The student now must pay for the damage and can only file a complaint with the college. I feel that there can be much more done with students coming forth to confess to their crime and paying for the vehicle. This is purely common sense. You break the law; you should take your responsibilities. The victim should not be the one to make up for a foolish act of immaturity. Instead, we need to be true college students.
These students should also have the option of leaving the College of Eastern Utah to move to an off-campus housing. They do not feel safe at the college dealing with their own property. Therefore, they should relocate to a form of living they deem fit. Their vehicles are damaged and will receive no compensation. I am a firm advocate of on-campus housing, but vandalism is a risk for financial loss.
Second, the hostile mindsets of students towards my opinions have been misdirected. Holding a personal vendetta against Erik Falor and me for our opinions is wrong. Voice your opinions and allow CEU to see differing viewpoints.
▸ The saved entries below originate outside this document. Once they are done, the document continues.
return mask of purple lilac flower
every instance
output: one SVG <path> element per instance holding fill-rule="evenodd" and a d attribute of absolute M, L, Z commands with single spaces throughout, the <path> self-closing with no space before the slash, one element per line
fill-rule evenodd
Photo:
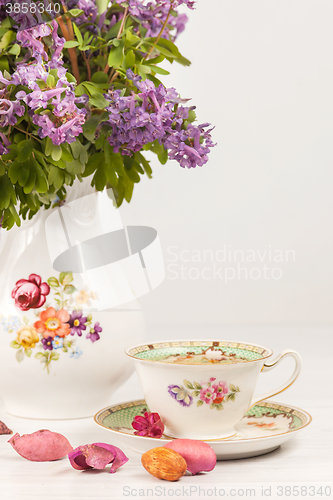
<path fill-rule="evenodd" d="M 81 337 L 82 330 L 86 330 L 85 322 L 87 321 L 87 317 L 83 316 L 82 311 L 73 311 L 69 320 L 69 324 L 71 327 L 71 335 L 75 335 L 75 333 Z"/>
<path fill-rule="evenodd" d="M 125 0 L 116 0 L 116 3 L 123 5 Z M 188 8 L 194 8 L 194 2 L 191 0 L 157 0 L 144 2 L 142 0 L 127 0 L 129 13 L 136 17 L 143 28 L 147 30 L 147 37 L 156 37 L 169 15 L 170 6 L 172 5 L 172 10 L 177 13 L 176 9 L 181 4 L 185 4 Z M 178 14 L 178 13 L 177 13 Z M 185 14 L 178 14 L 176 16 L 170 16 L 168 19 L 168 25 L 164 29 L 162 34 L 163 38 L 167 38 L 175 41 L 179 33 L 184 30 L 185 23 L 188 18 Z M 176 29 L 176 34 L 172 35 L 171 30 Z"/>
<path fill-rule="evenodd" d="M 182 385 L 169 385 L 168 393 L 182 406 L 190 406 L 193 398 Z"/>
<path fill-rule="evenodd" d="M 0 132 L 0 156 L 9 153 L 9 149 L 7 149 L 8 146 L 10 146 L 9 140 L 2 132 Z"/>
<path fill-rule="evenodd" d="M 42 338 L 43 349 L 52 351 L 53 350 L 53 337 Z"/>
<path fill-rule="evenodd" d="M 108 123 L 112 135 L 108 141 L 117 153 L 131 156 L 140 151 L 145 144 L 156 139 L 169 150 L 169 158 L 175 159 L 182 167 L 202 166 L 208 161 L 208 153 L 213 144 L 208 124 L 183 127 L 189 111 L 194 109 L 175 105 L 186 102 L 179 98 L 175 89 L 163 85 L 157 88 L 150 80 L 141 81 L 141 77 L 131 70 L 127 71 L 139 89 L 136 95 L 122 96 L 120 90 L 111 90 L 105 95 L 110 106 Z"/>
<path fill-rule="evenodd" d="M 50 26 L 47 24 L 40 24 L 34 28 L 18 31 L 16 34 L 16 40 L 22 45 L 22 47 L 27 47 L 30 50 L 32 49 L 32 57 L 36 59 L 43 57 L 47 60 L 48 56 L 44 50 L 44 45 L 40 40 L 38 40 L 38 38 L 48 36 L 50 33 Z"/>
<path fill-rule="evenodd" d="M 123 155 L 131 156 L 171 131 L 174 104 L 179 100 L 174 89 L 165 89 L 163 85 L 156 88 L 150 80 L 141 82 L 141 77 L 131 70 L 127 76 L 141 92 L 123 97 L 120 90 L 111 90 L 105 98 L 110 102 L 106 110 L 112 127 L 108 141 L 115 152 L 121 149 Z"/>
<path fill-rule="evenodd" d="M 178 161 L 183 168 L 202 167 L 208 161 L 210 148 L 216 145 L 210 135 L 214 127 L 205 130 L 209 126 L 209 123 L 198 126 L 190 123 L 186 130 L 174 130 L 163 142 L 169 158 Z"/>
<path fill-rule="evenodd" d="M 58 31 L 58 23 L 54 19 L 51 22 L 51 24 L 53 27 L 53 30 L 52 30 L 53 44 L 51 47 L 51 50 L 53 53 L 52 53 L 51 60 L 48 64 L 48 66 L 50 69 L 56 69 L 56 68 L 60 68 L 63 65 L 62 50 L 64 48 L 66 40 L 63 37 L 58 36 L 58 32 L 57 32 Z M 58 72 L 58 76 L 60 77 L 59 72 Z"/>
<path fill-rule="evenodd" d="M 100 339 L 100 333 L 103 330 L 103 328 L 100 326 L 99 322 L 95 323 L 94 328 L 90 330 L 89 333 L 87 333 L 86 338 L 90 339 L 91 342 L 96 342 L 96 340 Z"/>
<path fill-rule="evenodd" d="M 6 89 L 0 91 L 0 127 L 15 125 L 17 116 L 23 116 L 25 108 L 18 99 L 10 101 L 6 99 Z"/>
I feel that Falor and I stated our opinions about the True Eagle night. This article seemed to stir emotions among the college community. That’s good. That, like complaining about school issues, is my job. I don’t care if you agree or not, but the fact is that people are reading my opinions. You can comment to me your views and I will even take them into consideration. Heck, e-mail us your opinions and people can read them.
The True Eagle night was a complete bust. ASCEU sends one person to run the event and only three people show up. This is tradition? Give me a break. I feel that True Eagle must be taken more seriously to be viewed as an event. My opinion still stands as True Eagle being distasteful and disgusting. The students can provide an event, but the college involvement is my complaint. This is not promoting, providing or extending education in any aspect.
The students should realize the vitality of having responsibilities within the college to have a functioning atmosphere. The only thing I ask is to be considerate of others. We are not in high school anymore and should act like it. I can always be involved in an act of vandalism, but choose to be the better man and live peacefully with others.